If you’ve been relying on attribution tracking and driving users down the path to conversion through remarketing, you might want to hold on… I might ruin your week. Over the summer Apple announced a High Sierra version of Safari. It includes the Intelligent Tracking Prevention (ITP) feature that’s scheduled to go live on September 25th. Surprisingly the media industry isn’t talking about this as much as it should be.
ITP is designed to help limit the creeper ads. You know the ones… you see them on two or three positions within one page, 40 times a day for a product you’ve already purchased because the buyers don’t know the concept of frequency capping or audience exclusions. It allows full functionality of conversion and remarketing tags for a 24-hour period and then is limited to only passing through log-in data. After 30 days, the cookies are automatically purged from the browser unless a user revisits the site to reset the cookie.
Let’s say you’re running remarketing for a retail chain, and the holidays are coming up. You’re segmenting your audiences by the products they view, and they’re being assigned to specific remarketing pools based on their activities… pretty basic remarketing strategies. With the ITP update, if they don’t visit your site and product pages daily to refresh that cookie pool, they’ll fall out of the remarketing funnel. So when Black Friday and Cyber Monday roll around, they won’t see any dynamic remarketing based on their activity days, weeks or even months prior to the promotion. That relatively easy sell won’t happen.

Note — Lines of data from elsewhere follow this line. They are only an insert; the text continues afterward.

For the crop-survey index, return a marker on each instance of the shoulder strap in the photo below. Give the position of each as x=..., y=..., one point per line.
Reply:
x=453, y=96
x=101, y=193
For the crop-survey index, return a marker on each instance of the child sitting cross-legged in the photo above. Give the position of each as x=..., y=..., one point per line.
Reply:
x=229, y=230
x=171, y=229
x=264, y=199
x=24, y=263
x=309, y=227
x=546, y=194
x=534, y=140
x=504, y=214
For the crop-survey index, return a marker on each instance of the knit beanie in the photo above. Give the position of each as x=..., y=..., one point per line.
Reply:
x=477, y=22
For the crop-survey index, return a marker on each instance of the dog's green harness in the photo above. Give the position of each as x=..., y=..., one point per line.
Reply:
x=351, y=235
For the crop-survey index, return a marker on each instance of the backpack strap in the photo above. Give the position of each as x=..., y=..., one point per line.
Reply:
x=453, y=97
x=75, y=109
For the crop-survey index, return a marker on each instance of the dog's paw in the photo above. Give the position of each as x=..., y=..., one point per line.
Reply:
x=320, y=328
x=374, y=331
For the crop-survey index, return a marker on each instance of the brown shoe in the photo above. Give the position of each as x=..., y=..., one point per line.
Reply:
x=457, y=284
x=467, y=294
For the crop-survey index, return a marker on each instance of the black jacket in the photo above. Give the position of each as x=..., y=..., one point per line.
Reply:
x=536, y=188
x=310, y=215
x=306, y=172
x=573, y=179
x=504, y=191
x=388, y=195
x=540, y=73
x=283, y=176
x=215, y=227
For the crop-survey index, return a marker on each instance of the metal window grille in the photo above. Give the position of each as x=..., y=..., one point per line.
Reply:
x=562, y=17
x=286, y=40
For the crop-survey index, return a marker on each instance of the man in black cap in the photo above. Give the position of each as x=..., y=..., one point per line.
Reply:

Another real world scenario, one of our clients has a 200-day lag time from first interaction with the brand (both paid and unpaid) to transaction. 85% of the last-touch interactions are either direct or branded search, which is pretty standard for their vertical. Any customers converting through Safari will go from 200 days to 1. As a media buyer, we won’t have any visibility into what initially kicked that stone down the hill.

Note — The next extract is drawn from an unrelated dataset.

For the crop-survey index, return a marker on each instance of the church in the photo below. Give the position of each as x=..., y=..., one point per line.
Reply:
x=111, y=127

There are two lights at the end of the tunnel:
1. Google Analytics created a work around. They modified the Analytics code to allow conversion data to be passed from AdWords to Analytics for a longer period of time. You may say “no biggie… I don’t care since it’ll still track in Analytics”. Like I’ve referenced before in my rant over Google Attribution, that data is only session-based. It won’t track impression-based conversion data so if you’re using a 3rd party attribution provider that relies on impression-based conversion data, there will be an issue.
2. The High Sierra version of Safari is only for macOS, not iOS, so it just impacts the desktop versions… you can breathe again. With the majority of Safari impressions going towards tablet and mobile, it’ll only affect a small portion of audience segments, but is it only a matter of time? When Apple updates different features to one type of device, they generally roll it out to other devices in the future. iPhones and iPads could be next.
The whole idea surrounding limiting ads that stalk you across the web is great, but that shouldn’t be happening in the first place. Media buyers and planners should know a client’s ideal ad frequency. For those that don’t, I think Mitchell said it best. Media campaigns shouldn’t bombard customers with the same messaging. They should be served valued content at the appropriate time in order to move customers from awareness to the final purchase decision.